Denton’s business, Pediatrics Plus, serves therapy clients in Conway, Little Rock, North Little Rock and Russellville. Everywhere her business has sprouted, so has the nonprofit, which serves 500 to 600 children each year.
“At Pediatrics Plus, we found a lot of parents would confide in us,” says Denton, the mother of 11-year-old Kate and 8-year-old Max. “They had noticed that their kids with special needs were not able to do the kinds of things that their siblings could. So we jumped in.”
Denton has been the president of the nonprofit’s board from the start. Activities have grown from theater, which predated Community Connections in a program called ACTS Jr., to art, basketball, cheerleading, football, golf, music, martial arts and soccer—all free of charge.
“A Hendrix College soccer player wanted to do community service, so we got her involved in our first soccer program, and she ran it for a year and made it sustainable,” Denton says. “A lot of our programs are that way. Somebody comes to us or we reach out to universities or other programs to partner with.” The programs mix typically developing peers with the special needs teams to provide an integrated experience.
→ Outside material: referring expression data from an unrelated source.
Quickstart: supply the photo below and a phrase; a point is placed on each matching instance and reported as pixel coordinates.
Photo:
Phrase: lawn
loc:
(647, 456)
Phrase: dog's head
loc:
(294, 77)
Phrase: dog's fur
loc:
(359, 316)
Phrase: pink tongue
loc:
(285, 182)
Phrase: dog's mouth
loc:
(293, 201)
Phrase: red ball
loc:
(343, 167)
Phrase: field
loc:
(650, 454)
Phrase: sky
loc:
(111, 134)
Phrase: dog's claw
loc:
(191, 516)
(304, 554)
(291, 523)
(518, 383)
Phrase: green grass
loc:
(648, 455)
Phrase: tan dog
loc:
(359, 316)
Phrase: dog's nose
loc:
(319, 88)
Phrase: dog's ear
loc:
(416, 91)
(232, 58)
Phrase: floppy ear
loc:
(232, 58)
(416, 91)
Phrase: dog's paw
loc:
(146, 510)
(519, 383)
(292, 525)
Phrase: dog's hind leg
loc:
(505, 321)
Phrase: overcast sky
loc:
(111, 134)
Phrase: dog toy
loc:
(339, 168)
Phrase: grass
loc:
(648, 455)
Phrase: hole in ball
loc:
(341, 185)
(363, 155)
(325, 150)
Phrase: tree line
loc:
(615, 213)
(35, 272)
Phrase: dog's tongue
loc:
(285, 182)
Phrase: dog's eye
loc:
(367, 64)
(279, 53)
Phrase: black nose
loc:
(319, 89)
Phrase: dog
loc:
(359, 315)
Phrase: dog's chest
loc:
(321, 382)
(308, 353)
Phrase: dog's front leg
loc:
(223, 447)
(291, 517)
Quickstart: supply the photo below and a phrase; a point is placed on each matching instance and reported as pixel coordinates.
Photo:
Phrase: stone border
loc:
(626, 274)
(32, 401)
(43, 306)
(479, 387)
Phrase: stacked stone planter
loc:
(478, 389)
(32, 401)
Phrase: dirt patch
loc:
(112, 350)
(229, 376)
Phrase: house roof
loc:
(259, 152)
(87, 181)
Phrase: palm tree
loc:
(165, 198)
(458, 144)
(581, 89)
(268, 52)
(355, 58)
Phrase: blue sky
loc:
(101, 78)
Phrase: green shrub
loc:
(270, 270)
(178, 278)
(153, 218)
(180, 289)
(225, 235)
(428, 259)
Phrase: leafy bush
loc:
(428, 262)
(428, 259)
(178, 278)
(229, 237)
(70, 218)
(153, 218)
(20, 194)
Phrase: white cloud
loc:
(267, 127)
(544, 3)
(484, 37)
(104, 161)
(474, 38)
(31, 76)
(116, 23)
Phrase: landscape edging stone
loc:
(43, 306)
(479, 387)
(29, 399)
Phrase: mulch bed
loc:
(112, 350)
Denton, a former pediatric physical therapist who keeps up her license, is “a self-proclaimed child advocate,” she says, relentlessly enthusiastic in discussing brain development, active play, exercise and social connections. “Kids should be kids, regardless of their abilities. Activities are a great way to get involvement with the community.”
A member of the Arkansas Early Childhood Commission, Denton gives much of the credit for the program’s success to its director, Courtney Leach, and to loyal and generous board members who have endowed several programs. Her goal is to spread the activity programs to all corners of the state. “We have low overhead, and we have a volunteer model,” she says. “A town could start the soccer program by raising as little as $2,000 for a year.”
Flashing a winning smile, she shares a memory. “One dad who was an athlete really mourned that he and his son, who had been diagnosed with autism, would never be able to watch Sunday football. But the son got involved with our football program and learned the game. The dad emailed us saying that he and his son had sat down and watched a game. The boy knew the rules and was excited, and the dad said that we had turned what he never thought would happen into reality.”